On Thu, Aug 2, 2018 at 3:58 PM, Dave Hansen <dave.hansen@xxxxxxxxxxxxxxx> wrote:
>
> From: Dave Hansen <dave.hansen@xxxxxxxxxxxxxxx>
>
> The kernel image is mapped into two places in the virtual address
> space (addresses without KASLR, of course):
>
> 1. The kernel direct map (0xffff880000000000)
> 2. The "high kernel map" (0xffffffff81000000)
>
> We actually execute out of #2. If we get the address of a kernel
> symbol, it points to #2, but almost all physical-to-virtual
> translations point to #1.
>
> Parts of the "high kernel map" alias are mapped in the userspace
> page tables with the Global bit for performance reasons. The
> parts that we map to userspace do not (er, should not) have
> secrets.
>
> This is fine, except that some areas in the kernel image that
> are adjacent to the non-secret-containing areas are unused holes.

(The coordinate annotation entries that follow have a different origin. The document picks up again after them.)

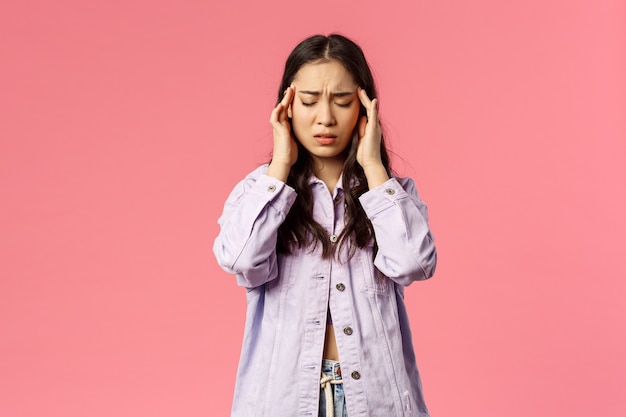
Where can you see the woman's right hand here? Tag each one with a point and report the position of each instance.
(285, 151)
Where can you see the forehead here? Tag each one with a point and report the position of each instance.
(324, 74)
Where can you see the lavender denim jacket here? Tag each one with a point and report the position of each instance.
(288, 297)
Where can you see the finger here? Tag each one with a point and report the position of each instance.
(372, 112)
(361, 126)
(365, 100)
(276, 113)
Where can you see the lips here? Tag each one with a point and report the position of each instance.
(325, 138)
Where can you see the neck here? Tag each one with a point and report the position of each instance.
(328, 170)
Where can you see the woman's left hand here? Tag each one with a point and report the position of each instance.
(370, 138)
(370, 133)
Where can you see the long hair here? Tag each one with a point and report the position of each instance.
(300, 228)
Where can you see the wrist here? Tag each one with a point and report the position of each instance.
(279, 170)
(376, 174)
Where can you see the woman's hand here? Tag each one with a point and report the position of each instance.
(285, 151)
(368, 148)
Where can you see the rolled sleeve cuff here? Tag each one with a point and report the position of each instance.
(278, 194)
(382, 197)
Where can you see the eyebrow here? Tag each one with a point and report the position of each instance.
(337, 94)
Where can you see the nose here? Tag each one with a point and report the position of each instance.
(325, 115)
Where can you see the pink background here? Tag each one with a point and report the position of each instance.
(124, 125)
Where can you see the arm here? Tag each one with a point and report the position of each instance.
(406, 250)
(246, 244)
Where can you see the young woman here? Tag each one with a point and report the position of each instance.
(324, 238)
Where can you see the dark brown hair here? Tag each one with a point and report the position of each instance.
(300, 228)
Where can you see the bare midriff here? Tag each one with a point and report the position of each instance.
(330, 344)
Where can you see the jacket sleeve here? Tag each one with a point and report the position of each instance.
(406, 249)
(246, 243)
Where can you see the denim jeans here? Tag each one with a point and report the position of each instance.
(333, 369)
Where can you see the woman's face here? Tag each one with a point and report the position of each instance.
(325, 109)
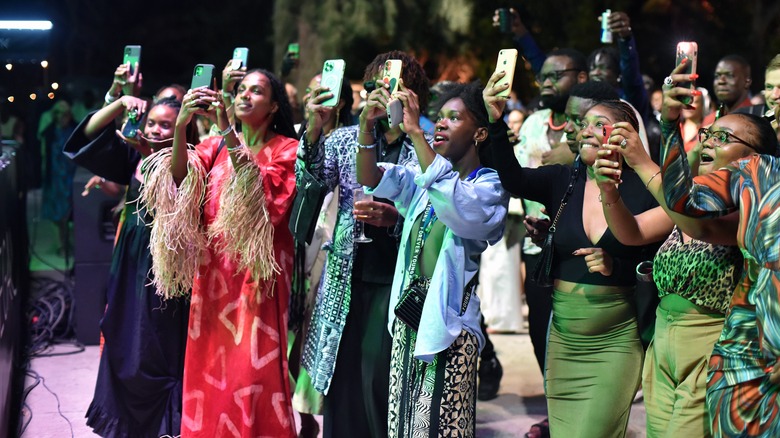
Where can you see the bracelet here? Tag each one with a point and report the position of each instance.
(609, 204)
(647, 186)
(110, 98)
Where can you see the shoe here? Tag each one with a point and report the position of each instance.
(490, 373)
(539, 430)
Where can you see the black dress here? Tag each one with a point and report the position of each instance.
(139, 383)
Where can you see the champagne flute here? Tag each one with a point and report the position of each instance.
(359, 195)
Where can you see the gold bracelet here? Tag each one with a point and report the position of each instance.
(609, 204)
(647, 186)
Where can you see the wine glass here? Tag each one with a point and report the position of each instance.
(359, 195)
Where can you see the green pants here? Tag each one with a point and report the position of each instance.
(594, 362)
(675, 375)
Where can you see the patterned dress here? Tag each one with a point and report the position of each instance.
(236, 382)
(741, 399)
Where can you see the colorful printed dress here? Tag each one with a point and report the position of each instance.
(236, 382)
(741, 400)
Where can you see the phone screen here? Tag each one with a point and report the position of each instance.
(392, 73)
(132, 56)
(132, 125)
(294, 49)
(240, 57)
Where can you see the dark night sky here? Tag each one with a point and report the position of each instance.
(88, 37)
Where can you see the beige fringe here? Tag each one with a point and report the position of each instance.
(243, 228)
(177, 238)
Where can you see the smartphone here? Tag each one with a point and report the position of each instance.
(504, 20)
(202, 76)
(506, 63)
(613, 155)
(392, 73)
(332, 77)
(294, 49)
(132, 56)
(133, 124)
(687, 50)
(395, 113)
(240, 56)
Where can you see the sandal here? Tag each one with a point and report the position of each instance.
(539, 430)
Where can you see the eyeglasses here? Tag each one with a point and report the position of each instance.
(722, 138)
(554, 76)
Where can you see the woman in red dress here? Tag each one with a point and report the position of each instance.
(235, 378)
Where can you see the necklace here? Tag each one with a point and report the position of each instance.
(553, 127)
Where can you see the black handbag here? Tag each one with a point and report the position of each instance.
(307, 204)
(541, 271)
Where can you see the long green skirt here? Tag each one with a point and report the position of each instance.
(594, 364)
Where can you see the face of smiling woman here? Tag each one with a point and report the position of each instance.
(715, 155)
(455, 131)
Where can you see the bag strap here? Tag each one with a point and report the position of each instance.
(426, 224)
(569, 190)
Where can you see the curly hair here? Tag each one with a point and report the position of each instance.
(282, 123)
(412, 74)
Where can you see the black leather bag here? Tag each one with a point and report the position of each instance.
(307, 205)
(409, 307)
(541, 271)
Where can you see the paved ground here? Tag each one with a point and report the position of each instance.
(55, 407)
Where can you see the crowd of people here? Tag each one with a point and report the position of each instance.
(220, 323)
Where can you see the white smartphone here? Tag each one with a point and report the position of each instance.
(506, 63)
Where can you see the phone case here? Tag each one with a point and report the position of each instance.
(395, 112)
(506, 63)
(132, 56)
(201, 76)
(392, 73)
(332, 77)
(132, 125)
(240, 54)
(687, 50)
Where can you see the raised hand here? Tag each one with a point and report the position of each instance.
(493, 103)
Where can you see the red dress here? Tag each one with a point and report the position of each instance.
(235, 380)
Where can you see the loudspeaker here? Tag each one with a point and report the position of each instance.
(93, 230)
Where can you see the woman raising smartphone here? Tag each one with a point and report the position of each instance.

> We free these holes back into the normal page allocator and
> reuse them as normal kernel memory. The memory will, of course,
> get *used* via the normal map, but the alias mapping is kept.
>
> This otherwise unused alias mapping of the holes will, by default
> keep the Global bit, be mapped out to userspace, and be
> vulnerable to Meltdown.
>
> Remove the alias mapping of these pages entirely. This is likely
> to fracture the 2M page mapping the kernel image near these areas,
> but this should affect a minority of the area.
>
> The pageattr code changes *all* aliases mapping the physical pages
> that it operates on (by default). We only want to modify a single
> alias, so we need to tweak its behavior.
>
> This unmapping behavior is currently dependent on PTI being in
> place. Going forward, we should at least consider doing this for
> all configurations. Having an extra read-write alias for memory
> is not exactly ideal for debugging things like random memory
> corruption and this does undercut features like DEBUG_PAGEALLOC
> or future work like eXclusive Page Frame Ownership (XPFO).
>

I like this patch, and I tend to think we should (eventually) enable
it regardless of PTI. Cleaning up the memory map is generally a good
thing.

Also, just to make sure I fully understand: the kernel text is aliased
in both the direct map and the high map, right? This means that we
should be able to make the high kernel mapping have proper RO
permissions very early without breaking text_poke() at the minor cost
of needing to force a serializing instruction at the end of each big
block of text pokes. I think this would be worthwhile, although I
suspect we'll uncover *tons* of bugs in the process.